En temps normal, les Marocains passent tous les jours, en moyenne, près de 8 heures face à la télévision. En ce ramadan-ci, ce chiffre risque de doubler. Espérons que notre production nationale sera à la hauteur et non pas une honte!
Ce ramadan s’annonce triste, mais nous pouvons l’égayer en arrêtant de râler, en cherchant des sources de plaisir, des activités contre l’ennui, en innovant, en optimisant le temps: sport, jeux de société… Au lieu de s’isoler, chacun plongé dans son smartphone. Internet donne la possibilité de se réunir, gratuitement, à distance. Samira: «le premier jour de ramadan, nous avons pris le ftour avec notre fille qui est en France et mon frère au Canada. Nous n’avons pas la joie pas d’être physiquement ensemble, mais c’était agréable et ça évite de manger seule sans ses proches». Pourquoi pas?
Enfin, n’oublions pas que nous sommes dans une meilleure situation que l’année dernière: nous ne sommes pas confinés pendant la journée.
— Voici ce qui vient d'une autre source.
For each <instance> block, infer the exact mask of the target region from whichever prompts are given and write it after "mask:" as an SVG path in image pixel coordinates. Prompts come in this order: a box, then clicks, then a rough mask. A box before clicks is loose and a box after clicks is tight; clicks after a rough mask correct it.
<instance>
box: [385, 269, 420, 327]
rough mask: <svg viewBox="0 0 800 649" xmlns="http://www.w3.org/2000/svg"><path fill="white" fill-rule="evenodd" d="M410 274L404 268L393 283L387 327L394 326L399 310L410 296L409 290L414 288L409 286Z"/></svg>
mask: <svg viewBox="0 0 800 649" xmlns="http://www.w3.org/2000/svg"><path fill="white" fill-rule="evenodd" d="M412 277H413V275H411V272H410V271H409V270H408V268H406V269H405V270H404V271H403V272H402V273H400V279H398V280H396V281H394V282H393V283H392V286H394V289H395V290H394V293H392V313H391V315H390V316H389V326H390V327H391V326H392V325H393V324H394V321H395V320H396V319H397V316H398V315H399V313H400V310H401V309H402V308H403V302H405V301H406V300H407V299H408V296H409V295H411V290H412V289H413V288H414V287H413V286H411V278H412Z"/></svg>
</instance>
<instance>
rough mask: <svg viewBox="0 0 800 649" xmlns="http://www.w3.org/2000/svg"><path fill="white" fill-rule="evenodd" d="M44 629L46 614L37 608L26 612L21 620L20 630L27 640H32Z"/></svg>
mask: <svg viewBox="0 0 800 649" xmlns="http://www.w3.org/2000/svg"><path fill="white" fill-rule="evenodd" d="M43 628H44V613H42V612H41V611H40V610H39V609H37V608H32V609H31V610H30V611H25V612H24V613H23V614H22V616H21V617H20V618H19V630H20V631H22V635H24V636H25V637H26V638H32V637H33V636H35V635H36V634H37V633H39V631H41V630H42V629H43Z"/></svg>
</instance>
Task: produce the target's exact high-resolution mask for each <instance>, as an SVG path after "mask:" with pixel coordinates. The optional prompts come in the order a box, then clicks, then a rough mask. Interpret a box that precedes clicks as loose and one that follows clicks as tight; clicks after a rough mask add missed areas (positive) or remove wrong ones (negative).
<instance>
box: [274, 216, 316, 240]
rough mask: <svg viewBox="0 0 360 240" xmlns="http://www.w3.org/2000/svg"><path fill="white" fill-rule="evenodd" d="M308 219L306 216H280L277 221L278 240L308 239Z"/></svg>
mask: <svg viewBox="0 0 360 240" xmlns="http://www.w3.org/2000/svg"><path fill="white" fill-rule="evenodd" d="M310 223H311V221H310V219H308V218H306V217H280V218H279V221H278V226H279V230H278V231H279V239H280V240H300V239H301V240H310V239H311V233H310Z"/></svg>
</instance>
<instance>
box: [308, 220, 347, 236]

Notre rôle en tant que citoyens est d’accepter des sacrifices pour être solidaires avec toutes les personnes mobilisées sans relâche depuis le début de la pandémie. Le rôle du croyant est d’œuvrer pour l’intérêt collectif. Ainsi, nous pouvons préparer un ramadan 1442 sain, et serein. Excellent ramadan et armons-nous de sbèèèèèère (patience). Ça ira, in cha'Allah.